Tak terelak, saat itu sejenak,
saya terkesima, juga tersepona. ahay!, Cuma sejenak saja sodara-sodara, tak
usah lebay! bagaimanapun jua beliau daun muda,, Fiuh, ngaku juga akhirnya (pura-pura nyapu alias tidak tau saja
ah,,,) ahahahahaha
Sejenak, ketika itu sebuah pemikiran terlintas, orang tua
merupakan role mode bagi anak-anaknya, bagaimana sikap kita terhadap orang tua
kita, maka begitulah sikap yang akan ditunjukan oleh anak-anak kita pada kita
nantinya. Sekejap otak saja berlari sangat cepat melintasi waktu dan melihat
seorang anak yang memperlakukan saya dengan begitu lemah-lembutnya dimasa tua
saya.
Lantas, seperti anak kecil yang berujar pada orang tuanya di depan toko mainan, sambil menunjuk barang yang diinginkan dengan penuh percaya diri, dan tanpa mau berkompromi, saya meminta pada Allah.
‘saya mau yang kayak itu’.
Ahay!, segala puji bagi Allah
yang telah memerintahkan wanita menutup kepalanya dengan khimar, hingga telinga
saya yang pasti benar-benar memerah kala itu tak terlihat, sebentuk rasa malu
dan tersipu akibat apa yang terlintas barusan dikepala saya. Kok
bisa-bisanya,,,mikir gitu,,sama orang yg tidak saya kenal lagi. astfrlh..

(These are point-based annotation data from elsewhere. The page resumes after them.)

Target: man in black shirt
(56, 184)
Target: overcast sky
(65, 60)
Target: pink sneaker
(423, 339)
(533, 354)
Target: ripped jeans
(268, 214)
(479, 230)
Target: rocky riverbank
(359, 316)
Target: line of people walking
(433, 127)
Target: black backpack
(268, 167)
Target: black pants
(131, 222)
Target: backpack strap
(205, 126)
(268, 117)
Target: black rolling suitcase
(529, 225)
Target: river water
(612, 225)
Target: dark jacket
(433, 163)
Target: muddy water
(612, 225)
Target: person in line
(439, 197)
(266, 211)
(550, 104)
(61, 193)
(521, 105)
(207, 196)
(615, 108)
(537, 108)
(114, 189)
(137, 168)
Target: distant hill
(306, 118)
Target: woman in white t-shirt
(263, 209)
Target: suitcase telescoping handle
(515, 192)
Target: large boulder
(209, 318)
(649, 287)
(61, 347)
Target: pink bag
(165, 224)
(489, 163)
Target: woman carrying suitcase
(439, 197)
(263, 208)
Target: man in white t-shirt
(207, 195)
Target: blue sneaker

kemudian saya menunduk, demikian malu dengan apa yang barusan saja terlintas, hah, saya perlu membaikan diri dulu sebelum meminta yang sebaik itu. E,, lha dalah, iki kok malah diterus-teruske ki piye to?! hush! hush ! hush! pergi2! pintaku pada diri sendiri.
Kamipun menyeberang jalan
kemudian, kubiarkan ia mempercepat langkahnya agar kami tak berjalan beriringan
bak pasangan. Saya memiliki izzah/ harga diri seorang muslimah disini, tak etis
saja rasanya jika terjadi demikian. Iapun sudah berada di motornya ketika aku
melintas didepan pos satpam. ‘makasih yo mas’, ucapku dengan berusaha bersikap
biasa, menutupi kekhilafan yang barusan terhembus dikepalaku. Sejenak kutatap,
ia mengucap salam hampir tanpa suara, kujawab ‘wslmkm’.. lantas sekian, tak ada
kontak, akupun tak mencari jalan untuk kelanjutan.
Saat itu, mungkin ia sekedar
mencari kontak interaksi/IM karena mengira adeku MABA. Saat itu, ia mungkin membantu adek dan mbahku karena mengira ia relasi dek puji, motor yang adeku naiki kan milik dek puji. Atau mungkin juga hanya sekedar simpati. Ah, entahlah, aku tidak bisa
membacanya dengan jelas, mungkin juga ada motif yang lain yang sama sekali tidak ada kaitanya dengan diriku. tapi, sekali lagi tapi, , terlepas dari apapun motifnya, sikapnya yang luar biasa lemah lembut terhadap orang tua kemarin adalah fakta, dan fakta itu membuat saya terkesan. Seperti bagaimana kesan saya 6tahun yang lalu, ketika saya menjumpai kelemah-lembutan yang sama. demikian dan Sekian . Wassalamu’alaikum Wr. Wb.